English - 2025-08-13
13 Aug 2025 03.00 PM - 04.30 PM SHHK Meeting Room 2 (03-93) Alumni, Current Students, Industry/Academic Partners, Prospective Students, Public
Organised by:
Peh Li Qi

Empire of Culture: Neo-Victorian Narratives in the Global Creative Economy (SUNY Press, June 2024) adopts a transnational and transhistorical approach in examining representations of Victorian Britain in an array of contemporary cultural texts and practices, both literary and popular, from four geographical locations: Britain, the United States, Japan, and Singapore. Empire of Culture brings together these contemporary re-imaginings of Victorian Britain to reveal how the nation’s imperial past inheres in the ways post-imperial subjects—both in and outside of Britain—commodify and consume “culture” in the late twentieth and early twenty-first centuries.
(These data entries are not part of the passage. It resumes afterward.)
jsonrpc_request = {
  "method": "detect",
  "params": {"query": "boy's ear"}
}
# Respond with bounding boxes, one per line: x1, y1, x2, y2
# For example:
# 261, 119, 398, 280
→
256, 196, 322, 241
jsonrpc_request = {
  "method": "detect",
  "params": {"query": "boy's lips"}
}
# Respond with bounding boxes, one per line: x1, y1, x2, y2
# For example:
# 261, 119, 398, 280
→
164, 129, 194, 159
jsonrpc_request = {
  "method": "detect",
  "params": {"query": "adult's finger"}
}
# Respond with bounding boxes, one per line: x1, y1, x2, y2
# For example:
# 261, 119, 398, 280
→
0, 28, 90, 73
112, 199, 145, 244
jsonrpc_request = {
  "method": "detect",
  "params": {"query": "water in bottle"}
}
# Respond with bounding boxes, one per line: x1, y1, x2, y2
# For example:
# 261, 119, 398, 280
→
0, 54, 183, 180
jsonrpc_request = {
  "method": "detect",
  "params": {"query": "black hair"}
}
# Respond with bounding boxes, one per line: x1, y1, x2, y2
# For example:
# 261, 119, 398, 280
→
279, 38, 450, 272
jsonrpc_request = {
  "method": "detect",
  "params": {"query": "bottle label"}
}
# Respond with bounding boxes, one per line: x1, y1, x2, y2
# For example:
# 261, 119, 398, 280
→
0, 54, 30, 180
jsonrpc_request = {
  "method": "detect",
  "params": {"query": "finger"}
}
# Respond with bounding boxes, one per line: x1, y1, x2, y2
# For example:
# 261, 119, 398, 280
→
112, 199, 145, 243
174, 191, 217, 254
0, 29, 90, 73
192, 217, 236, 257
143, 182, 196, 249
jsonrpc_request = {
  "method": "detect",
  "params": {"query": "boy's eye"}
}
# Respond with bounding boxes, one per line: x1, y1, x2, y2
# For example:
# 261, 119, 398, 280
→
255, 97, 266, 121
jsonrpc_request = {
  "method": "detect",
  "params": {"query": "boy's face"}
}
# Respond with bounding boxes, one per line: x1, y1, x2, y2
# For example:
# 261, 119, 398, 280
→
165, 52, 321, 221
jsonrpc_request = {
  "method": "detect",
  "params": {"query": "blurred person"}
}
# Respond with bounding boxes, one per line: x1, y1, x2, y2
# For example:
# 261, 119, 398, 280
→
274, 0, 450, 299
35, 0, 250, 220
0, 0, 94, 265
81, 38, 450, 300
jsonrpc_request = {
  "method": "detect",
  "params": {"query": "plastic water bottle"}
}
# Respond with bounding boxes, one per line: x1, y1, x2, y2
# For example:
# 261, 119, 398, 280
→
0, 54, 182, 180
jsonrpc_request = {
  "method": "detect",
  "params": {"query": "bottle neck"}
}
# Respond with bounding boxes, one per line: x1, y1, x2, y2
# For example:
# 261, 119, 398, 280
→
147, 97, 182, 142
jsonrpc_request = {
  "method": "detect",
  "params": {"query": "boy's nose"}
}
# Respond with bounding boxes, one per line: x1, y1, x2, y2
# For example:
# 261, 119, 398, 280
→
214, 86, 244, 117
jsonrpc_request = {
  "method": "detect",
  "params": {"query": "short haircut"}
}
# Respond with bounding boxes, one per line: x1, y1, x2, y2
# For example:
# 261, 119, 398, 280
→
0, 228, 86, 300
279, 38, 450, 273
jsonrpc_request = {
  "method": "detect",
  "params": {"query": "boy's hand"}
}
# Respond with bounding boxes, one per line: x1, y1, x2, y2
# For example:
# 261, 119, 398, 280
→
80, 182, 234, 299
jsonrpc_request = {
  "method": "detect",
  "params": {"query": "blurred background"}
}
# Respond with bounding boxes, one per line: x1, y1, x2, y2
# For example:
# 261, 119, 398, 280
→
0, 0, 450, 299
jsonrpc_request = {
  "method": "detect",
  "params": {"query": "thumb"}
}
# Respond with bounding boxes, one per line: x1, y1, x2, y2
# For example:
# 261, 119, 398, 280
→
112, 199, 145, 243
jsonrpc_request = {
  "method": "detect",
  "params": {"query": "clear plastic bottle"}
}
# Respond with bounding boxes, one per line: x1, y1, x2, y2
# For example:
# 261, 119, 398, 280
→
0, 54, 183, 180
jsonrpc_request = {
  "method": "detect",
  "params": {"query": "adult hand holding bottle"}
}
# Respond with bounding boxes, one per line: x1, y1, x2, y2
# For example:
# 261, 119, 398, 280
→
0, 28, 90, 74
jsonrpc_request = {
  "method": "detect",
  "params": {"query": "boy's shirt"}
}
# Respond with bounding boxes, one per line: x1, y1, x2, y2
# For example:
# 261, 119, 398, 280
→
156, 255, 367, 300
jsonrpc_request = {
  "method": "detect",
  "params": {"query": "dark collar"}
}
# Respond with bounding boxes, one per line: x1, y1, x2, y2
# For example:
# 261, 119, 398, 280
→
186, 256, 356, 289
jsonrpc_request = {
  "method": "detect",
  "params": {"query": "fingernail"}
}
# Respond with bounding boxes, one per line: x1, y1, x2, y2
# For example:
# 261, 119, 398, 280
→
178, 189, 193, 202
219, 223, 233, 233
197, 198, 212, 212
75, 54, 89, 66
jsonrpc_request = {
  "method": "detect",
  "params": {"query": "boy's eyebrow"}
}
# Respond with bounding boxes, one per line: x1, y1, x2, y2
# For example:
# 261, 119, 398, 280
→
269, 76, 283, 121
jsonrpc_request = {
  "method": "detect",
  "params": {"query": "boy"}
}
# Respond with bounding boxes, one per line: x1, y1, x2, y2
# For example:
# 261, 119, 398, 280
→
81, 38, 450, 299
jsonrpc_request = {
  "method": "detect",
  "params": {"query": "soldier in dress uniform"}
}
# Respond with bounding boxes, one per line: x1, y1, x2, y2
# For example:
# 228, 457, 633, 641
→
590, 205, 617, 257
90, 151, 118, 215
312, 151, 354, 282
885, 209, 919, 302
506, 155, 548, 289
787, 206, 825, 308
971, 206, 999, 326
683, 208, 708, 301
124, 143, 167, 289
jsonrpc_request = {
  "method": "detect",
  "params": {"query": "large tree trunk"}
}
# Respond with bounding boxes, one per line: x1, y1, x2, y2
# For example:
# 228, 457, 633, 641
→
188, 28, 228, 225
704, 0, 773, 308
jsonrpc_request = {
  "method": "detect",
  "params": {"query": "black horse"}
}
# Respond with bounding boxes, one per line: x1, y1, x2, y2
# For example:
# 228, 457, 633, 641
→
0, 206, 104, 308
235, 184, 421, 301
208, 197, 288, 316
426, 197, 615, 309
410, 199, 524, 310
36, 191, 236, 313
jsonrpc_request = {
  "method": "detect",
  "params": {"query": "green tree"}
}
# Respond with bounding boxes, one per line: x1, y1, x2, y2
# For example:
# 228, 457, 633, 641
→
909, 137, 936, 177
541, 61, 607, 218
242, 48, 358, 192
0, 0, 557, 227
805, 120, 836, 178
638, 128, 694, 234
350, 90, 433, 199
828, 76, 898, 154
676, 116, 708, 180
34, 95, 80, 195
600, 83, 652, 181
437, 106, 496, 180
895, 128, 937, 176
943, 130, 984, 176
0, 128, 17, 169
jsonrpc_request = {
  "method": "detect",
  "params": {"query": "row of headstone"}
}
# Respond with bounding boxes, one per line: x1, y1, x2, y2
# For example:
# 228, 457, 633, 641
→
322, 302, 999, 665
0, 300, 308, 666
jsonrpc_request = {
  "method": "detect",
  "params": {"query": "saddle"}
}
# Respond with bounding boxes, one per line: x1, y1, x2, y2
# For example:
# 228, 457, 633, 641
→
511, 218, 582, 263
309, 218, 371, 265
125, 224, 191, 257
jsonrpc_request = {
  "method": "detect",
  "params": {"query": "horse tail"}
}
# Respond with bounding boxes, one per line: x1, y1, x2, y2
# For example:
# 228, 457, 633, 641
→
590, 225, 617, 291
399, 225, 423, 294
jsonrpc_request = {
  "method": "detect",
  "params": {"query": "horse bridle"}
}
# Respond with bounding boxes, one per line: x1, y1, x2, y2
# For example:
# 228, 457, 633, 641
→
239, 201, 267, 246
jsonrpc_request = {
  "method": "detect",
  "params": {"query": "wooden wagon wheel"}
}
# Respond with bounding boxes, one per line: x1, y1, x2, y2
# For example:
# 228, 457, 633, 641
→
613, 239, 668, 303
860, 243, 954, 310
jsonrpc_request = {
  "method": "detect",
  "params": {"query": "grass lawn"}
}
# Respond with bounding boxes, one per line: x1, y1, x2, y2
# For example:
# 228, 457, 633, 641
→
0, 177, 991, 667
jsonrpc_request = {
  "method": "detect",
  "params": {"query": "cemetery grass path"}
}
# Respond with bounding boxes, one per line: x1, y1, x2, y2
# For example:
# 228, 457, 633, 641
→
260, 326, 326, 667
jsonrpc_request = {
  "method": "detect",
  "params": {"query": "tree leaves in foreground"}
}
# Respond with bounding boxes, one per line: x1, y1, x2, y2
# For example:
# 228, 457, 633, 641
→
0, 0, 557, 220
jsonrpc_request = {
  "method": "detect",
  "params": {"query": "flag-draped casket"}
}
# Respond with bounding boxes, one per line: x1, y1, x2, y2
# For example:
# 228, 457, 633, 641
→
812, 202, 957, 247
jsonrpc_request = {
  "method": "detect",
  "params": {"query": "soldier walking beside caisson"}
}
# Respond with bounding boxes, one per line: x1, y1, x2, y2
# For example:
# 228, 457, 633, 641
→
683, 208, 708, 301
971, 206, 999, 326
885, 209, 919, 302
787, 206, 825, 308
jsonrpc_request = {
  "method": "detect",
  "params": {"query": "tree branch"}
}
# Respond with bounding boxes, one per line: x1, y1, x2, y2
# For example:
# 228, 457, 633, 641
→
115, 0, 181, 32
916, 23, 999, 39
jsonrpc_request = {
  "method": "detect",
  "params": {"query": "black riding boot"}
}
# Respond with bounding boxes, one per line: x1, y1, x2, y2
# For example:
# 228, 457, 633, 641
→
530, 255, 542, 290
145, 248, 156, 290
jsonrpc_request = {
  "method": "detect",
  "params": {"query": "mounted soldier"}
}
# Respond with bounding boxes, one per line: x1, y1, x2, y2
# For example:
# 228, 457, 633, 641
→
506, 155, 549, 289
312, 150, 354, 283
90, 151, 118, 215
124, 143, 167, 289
The globalisation of English literature in the nineteenth century, along with British forms of dress, dining, and etiquette, gave rise to the idea that British culture is a universal standard to which everyone should aspire. By examining neo-Victorian narratives ranging from A. S. Byatt’s novel Possession and its Hollywood film adaptation to Japanese Lolita fashion in Singapore, Empire of Culture argues that the British heritage industry today thrives on the persistence of this presumed universality of British culture. Yet the British heritage industry also competes and collaborates with the US and Japanese cultural industries, as they, too, engage with the legacy of British universalism to carve out their own empires in a global creative economy.

Dr Waiyee Loh is Associate Professor of World Literature at Kanagawa University in Yokohama, Japan. Her research and teaching interests centre on the history of British and Japanese imperialism and their legacies today. Empire of Culture is her first book.